Eğer o intisap olmazsa ve bilinmezse, hadsiz firaklara ve zevâllere ve ademlere mazhar olur. Çünkü, o halde, alâkadar olabileceği herbir mevcuda karşı bir firakı ve bir iftirakı ve bir zevâli vardır. Demek, kendi şahsî vücuduna, hadsiz ademler ve firaklar yüklenir.

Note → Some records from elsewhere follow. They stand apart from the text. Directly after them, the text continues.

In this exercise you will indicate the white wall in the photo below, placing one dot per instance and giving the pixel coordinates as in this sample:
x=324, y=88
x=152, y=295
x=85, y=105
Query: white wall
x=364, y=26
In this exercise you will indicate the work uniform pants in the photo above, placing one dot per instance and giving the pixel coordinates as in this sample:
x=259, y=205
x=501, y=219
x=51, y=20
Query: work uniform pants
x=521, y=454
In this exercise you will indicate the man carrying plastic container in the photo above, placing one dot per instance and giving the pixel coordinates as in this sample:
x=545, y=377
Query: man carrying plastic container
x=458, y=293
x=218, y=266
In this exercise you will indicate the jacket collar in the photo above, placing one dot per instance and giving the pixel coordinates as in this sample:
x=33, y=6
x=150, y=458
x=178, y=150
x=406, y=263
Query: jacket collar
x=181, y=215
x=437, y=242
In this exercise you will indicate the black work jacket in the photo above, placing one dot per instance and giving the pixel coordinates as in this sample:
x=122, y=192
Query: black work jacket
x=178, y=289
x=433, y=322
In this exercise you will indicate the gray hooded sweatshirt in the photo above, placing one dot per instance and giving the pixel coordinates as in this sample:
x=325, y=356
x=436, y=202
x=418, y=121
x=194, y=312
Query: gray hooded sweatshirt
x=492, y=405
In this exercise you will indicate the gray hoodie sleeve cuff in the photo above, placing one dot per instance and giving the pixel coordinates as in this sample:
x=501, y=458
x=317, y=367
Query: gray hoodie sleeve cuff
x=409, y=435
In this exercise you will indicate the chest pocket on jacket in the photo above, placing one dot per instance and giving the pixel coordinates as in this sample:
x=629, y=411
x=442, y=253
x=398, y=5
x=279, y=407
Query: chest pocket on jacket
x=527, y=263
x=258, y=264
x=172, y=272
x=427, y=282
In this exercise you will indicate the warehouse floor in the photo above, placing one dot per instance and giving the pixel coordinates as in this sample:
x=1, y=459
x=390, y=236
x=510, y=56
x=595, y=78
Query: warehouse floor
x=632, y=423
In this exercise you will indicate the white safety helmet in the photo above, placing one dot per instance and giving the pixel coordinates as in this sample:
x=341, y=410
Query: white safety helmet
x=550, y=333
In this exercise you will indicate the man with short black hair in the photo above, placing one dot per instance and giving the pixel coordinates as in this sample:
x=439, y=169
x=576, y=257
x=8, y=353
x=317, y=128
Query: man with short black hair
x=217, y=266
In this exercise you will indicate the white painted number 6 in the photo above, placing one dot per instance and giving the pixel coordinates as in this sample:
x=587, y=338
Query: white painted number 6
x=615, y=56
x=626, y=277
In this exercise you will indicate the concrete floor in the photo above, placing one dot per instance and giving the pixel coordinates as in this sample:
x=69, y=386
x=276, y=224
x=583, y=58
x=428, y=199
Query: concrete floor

Bir milyon sene vücutta kalsa da (intisapsız), evvelki noktasındaki o intisaptaki bir an yaşamak kadar olamaz.
Onun için, ehl-i hakikat demişler ki: "Bir ân-ı seyyâle vücud-u münevver, milyon sene bir vücud-u ebtere müreccahtır." Yani, Vücud-u Vacibe nisbetle bir an vücut, nisbetsiz milyon sene bir vücuda müreccahtır.
Hem bu sır içindir ki, ehl-i tahkik demişler: "Envâr-ı vücut ise Vâcibü'l-Vücudu tanımakladır." Yani, o halde kâinat, envâr-ı vücut içinde olarak, melâike ve ruhaniyat ve zîşuurlarla dolu görünür. Eğer Onsuz olsa, adem zulümatları firak ve zevâl elemleri herbir mevcudu ihata eder. Dünya, o adamın nazarında, boş ve hâli bir vahşetgâh suretinde görünür.
Evet, nasıl ki bir ağaç meyvelerinin herbirisi, ağacın başındaki bütün meyvelere karşı birer nisbeti var. Ve o nisbetle birer kardeşi, arkadaşı mevcut olduğundan, onların adedince ârızî vücutları vardır. Ne vakit o meyve ağacın başından kesilse, herbir meyveye karşı bir firak ve zevâl hâsıl olur. Herbir meyve onun
için mâdum hükmündedir. Haricî bir zulmet-i adem ona hâsıl oluyor. Öyle de, kudret-i Ehad-i Samede intisap noktasında, herşey için bütün eşya var. Eğer intisap olmazsa, herşey için, eşya adedince haricî ademler var.
İşte, şu remizden, imanın azamet-i envârına bak ve dalâletin dehşetli zulümatını gör. Demek, iman, şu remizde beyan edilen hakikat-i âliye-i nefsül emriyenin ünvanıdır; ve iman ile ondan istifade edebilir. Eğer iman olmazsa: Nasıl ki kör, sağır, dilsiz, akılsız adama herşey mâdumdur; öyle de, imansıza herşey mâdumdur, zulümatlıdır.
İKİNCİ NÜKTE: Dünyanın ve eşyanın üç tane yüzü var:
Birinci yüzü: Esmâ-i İlâhiyeye bakar, onların âyineleridir. Bu yüze zevâl ve firak ve adem giremez; belki tazelenmek ve teceddüd var.
İkinci yüzü: Âhirete bakar, âlem-i bekàya nazar eder, onun tarlası hükmündedir. Bu yüzde, bâki semereler ve meyveler yetiştirmek var; bekàya hizmet eder, fâni şeyleri bâki hükmüne getirir. Bu yüzde dahi mevt ve zevâl değil, belki hayat ve bekà cilveleri var.